With that you’re ready.

Decide What To Make

We’re going to make a very simple example package called “Hello”, that will take a name as a flag, returning “Hello, {name}”

Make Your Folder Structure

I like to make a folder, with the name of my project, then at the same level of that folder, have my setup.py file, a README.rst and a MANIFEST.in.

|--hello/
|--MANIFEST.in
|--README.rst
|--setup.py

Inside the ‘hello/’ folder, I like to do all of my logic in a __init__.py file, and then call it in a scripts.py file.

|--hello/
|--__init__.py
|--scripts.py

Write Your Package

Inside the __init__.py we’ll start our code. It’s going to be a very simple method that takes a parameter and returns a string with that parameter at the end.

def hello(name):
print "Hello {}".format(name)

Then in our scripts.py file we have to import our method and call it within our “main” method.

from hello import hello

def main():
hello(name)

Now obviously we need a name to pass to hello. To do that we’ll import argparse and use it to define what kind of flag we want.

import argparse

parser = argparse.ArgumentParser()
parser.add_argument("-n", "--name", type=str, required=True, help="Your name")
...

Then add our argument to the “main” method

...
def main():
args = parser.parse_args()
return hello(args.name)

Lastly we need to make a fill our setup.py file with the following:

import multiprocessing, logging
from setuptools import setup, find_packages

setup(
name='hello',
version='0.0.1',
author="Your Name",
author_email="your@email.com",
description="Tell your friends hello!",
long_description=open('README.rst').read(),
url='where-your-source-lives.com',
install_requires=[''],
entry_points={
'console_scripts': {
"hello = hello.scripts:main",
},
},
)

Everything here is fairly straight forward, but the “install_requires” field is for any dependencies that your package has. Simply pass it the name of a package like you’re trying to pip install it, and it’ll be installed when your package is installed.

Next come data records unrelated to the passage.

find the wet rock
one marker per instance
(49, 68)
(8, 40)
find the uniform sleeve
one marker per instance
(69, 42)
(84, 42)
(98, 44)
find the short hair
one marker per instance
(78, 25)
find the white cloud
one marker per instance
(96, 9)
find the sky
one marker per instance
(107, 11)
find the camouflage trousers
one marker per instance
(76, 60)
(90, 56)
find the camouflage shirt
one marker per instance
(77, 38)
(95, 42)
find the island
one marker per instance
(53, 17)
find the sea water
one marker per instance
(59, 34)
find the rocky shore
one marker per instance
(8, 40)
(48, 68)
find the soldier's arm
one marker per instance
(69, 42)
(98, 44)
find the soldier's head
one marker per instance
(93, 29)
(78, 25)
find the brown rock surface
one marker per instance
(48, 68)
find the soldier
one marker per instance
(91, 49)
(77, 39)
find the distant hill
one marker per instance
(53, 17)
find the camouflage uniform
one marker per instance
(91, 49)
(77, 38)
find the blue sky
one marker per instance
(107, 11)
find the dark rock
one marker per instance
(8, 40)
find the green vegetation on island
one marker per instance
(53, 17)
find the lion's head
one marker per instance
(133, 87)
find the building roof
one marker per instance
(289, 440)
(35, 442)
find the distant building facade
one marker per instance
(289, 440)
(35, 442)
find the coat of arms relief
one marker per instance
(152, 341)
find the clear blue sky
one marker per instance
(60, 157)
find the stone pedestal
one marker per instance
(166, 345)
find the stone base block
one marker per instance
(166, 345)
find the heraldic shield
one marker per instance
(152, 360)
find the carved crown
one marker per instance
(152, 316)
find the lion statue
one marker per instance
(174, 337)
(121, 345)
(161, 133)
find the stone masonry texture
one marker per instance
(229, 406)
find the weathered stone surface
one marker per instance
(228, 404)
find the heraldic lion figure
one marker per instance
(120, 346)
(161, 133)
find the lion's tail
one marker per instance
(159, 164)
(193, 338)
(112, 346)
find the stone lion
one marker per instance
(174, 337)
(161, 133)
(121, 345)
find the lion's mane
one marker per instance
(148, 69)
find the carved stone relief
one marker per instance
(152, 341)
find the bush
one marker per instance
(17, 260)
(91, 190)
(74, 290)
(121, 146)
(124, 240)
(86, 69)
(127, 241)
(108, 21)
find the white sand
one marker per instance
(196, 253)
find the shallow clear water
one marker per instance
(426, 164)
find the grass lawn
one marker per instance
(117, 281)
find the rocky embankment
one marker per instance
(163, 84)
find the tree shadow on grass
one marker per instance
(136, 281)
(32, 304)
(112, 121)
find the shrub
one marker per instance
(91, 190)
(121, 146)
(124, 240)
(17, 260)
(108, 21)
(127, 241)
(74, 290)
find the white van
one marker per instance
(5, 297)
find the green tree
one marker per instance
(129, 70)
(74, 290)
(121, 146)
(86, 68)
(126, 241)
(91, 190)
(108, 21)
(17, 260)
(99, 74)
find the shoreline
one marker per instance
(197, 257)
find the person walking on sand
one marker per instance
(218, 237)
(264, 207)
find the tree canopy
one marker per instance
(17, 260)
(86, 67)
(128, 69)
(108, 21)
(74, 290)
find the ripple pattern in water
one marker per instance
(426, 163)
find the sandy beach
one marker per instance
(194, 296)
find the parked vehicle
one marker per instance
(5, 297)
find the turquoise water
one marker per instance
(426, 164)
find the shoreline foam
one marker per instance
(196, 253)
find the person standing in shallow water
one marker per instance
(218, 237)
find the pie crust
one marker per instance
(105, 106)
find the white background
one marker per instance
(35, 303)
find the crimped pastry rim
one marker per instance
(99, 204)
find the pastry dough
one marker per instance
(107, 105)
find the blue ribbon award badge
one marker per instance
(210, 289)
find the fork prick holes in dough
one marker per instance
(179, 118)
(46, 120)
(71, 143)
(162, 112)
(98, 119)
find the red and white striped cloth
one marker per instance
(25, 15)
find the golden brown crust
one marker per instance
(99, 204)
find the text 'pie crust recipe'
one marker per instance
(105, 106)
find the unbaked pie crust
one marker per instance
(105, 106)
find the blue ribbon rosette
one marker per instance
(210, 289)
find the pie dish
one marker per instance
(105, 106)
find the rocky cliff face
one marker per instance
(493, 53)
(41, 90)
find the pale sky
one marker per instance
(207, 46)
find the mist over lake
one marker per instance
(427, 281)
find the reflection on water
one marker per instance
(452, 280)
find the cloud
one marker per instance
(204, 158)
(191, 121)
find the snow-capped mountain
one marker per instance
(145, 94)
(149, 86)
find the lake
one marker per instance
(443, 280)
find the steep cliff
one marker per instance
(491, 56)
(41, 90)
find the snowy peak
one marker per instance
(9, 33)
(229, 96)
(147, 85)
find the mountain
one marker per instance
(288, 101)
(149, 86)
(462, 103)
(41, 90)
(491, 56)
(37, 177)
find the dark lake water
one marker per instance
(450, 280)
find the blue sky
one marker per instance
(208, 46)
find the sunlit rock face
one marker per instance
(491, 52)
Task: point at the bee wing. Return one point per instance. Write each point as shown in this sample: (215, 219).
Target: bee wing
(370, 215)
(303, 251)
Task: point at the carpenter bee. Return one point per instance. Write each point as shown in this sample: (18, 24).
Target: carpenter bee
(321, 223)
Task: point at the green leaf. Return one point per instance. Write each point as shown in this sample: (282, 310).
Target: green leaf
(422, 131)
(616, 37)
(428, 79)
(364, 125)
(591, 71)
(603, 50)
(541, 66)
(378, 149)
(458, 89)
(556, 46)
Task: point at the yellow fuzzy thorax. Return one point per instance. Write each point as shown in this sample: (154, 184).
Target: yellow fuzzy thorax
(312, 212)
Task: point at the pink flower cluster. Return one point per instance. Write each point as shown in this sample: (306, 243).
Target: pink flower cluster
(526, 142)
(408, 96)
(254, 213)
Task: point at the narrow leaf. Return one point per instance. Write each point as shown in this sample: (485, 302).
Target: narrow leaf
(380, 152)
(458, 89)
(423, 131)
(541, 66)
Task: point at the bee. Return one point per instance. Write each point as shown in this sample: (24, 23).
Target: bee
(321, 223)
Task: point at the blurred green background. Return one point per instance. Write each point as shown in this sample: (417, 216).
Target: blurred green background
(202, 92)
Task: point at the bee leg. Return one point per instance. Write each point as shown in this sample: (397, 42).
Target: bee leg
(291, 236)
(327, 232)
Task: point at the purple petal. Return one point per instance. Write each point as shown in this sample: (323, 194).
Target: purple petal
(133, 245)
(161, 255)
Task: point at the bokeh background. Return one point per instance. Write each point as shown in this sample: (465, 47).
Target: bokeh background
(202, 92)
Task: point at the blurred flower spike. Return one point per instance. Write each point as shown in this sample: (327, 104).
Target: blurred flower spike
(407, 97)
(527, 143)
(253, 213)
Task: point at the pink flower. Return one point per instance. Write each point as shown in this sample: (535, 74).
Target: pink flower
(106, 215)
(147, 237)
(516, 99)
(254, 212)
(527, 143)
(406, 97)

With that we’re ready to build the plugin. In the main directory alongside setup.py run “python setup.py sdist” and that will build the package. To upload your package run “python setup.py sdist upload -r pypi” and if there are no conflicts with the package name it’ll be added to PyPi.

And that’s it! You’ve now built and distributed your first Python package. Go make the Pythom world a better place.

Explaining The MANIFEST.in

Something that confused me was the requirement of the MANIFEST.in file, I just wanted to include a README for my github repo and let that serve as my “long_description”. This is actually very trivial, but is a little confusing your first time around. In the MANIFEST.in file, simple write a line that says:

include README.rst *

That’s all it takes.

Installing Your Package Before Upload

Another thing I find handy is testing my package before I upload it. This tripped me up quite a bit my first time, so I thought I’d include it here. To install your package from your machine, you have to run the “sdist” command, and this will create a “dist” folder in the directory with a “tar.gz” file. That is the file that you are wanting. Just pip install with the path to that file instead of the package.

pip install ~/PathToPackage/hello/dist/hello-0.0.1.tar.gz

Now you can test your package just like you had installed it from PyPi.